Buy your teen the same amount of car insurance you buy yourself

The day has arrived when you drive your teen to the DMV to get his or her learner’s permit and then driver’s license.  Scary.  But the scariest thing for a parent is being asked to sign for your child’s driver’s license as a “sponsor.”

Wisconsin law requires that children under 18, with some exceptions, have an adult sponsor in order to get a learner’s permit and driver’s license.  The sponsor is typically a parent. The sponsorship application for a child’s driver’s license requires that a parent agree to be jointly and severally liable for damages caused by the negligence or willful misconduct of the child.  This means that if an accident were to occur, the parents would be held liable as if they caused the accident.  Note too, one parent’s signature typically puts both parents on the hook even if they are divorced.  As a result of Wisconsin’s “sponsorship statute” it is important to protect your family and your assets by purchasing your teen drivers as much car insurance as you buy for yourself. 

A recent appellate court decision shows why adequate insurance is so important.  In Progressive Northern Ins.
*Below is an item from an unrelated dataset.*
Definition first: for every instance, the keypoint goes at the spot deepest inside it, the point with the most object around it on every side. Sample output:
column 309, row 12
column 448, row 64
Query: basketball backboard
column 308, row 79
Co. v. Jacobson, 2011 WI App 140, a minor child caused an accident killing his two passengers.  He owned his car and carried his own car insurance, but it appears it was minimal.  However, since Wisconsin requires a sponsor for a minor’s driver’s license, his mother was his sponsor.  Due to the severity of the damages, the deceased passengers’ estates looked to the mother since she was equally liable under the sponsorship statute. 

The mother sought coverage with her insurance company, Progressive Insurance.  However Progressive sought to escape responsibility arguing that it had no duty to cover her son’s accident, even though she was her son’s sponsor.  Progressive’s insurance policy, like most auto policies in Wisconsin, had a “relative” exclusion and the Court agreed with Progressive and found that the mother had no insurance coverage for her son’s accident.  As a result of being liable for her son’s negligence, she could now be forced to use her own assets (money, home or other property) to pay a judgment.

As a result of the sponsorship statute, my typical recommendation for families is that all cars in a family’s household be insured with the same car insurance company and that each car has liability, uninsured (UM), and underinsured (UIM) limits of at least $250,000 per person.  In addition, I strongly advise anyone with any assets, like a home, to purchase an umbrella insurance policy with UM and UIM coverage for $1 or $2 million. 

Sometimes people ask why UM and UIM coverage is important.  The answer is that such coverage protects you and your family from irresponsible drivers with little or no insurance or assets.  Added coverage is not nearly as expensive as you might think, and if you are sponsoring one or more teen drivers, you are at risk and must protect yourself and your assets.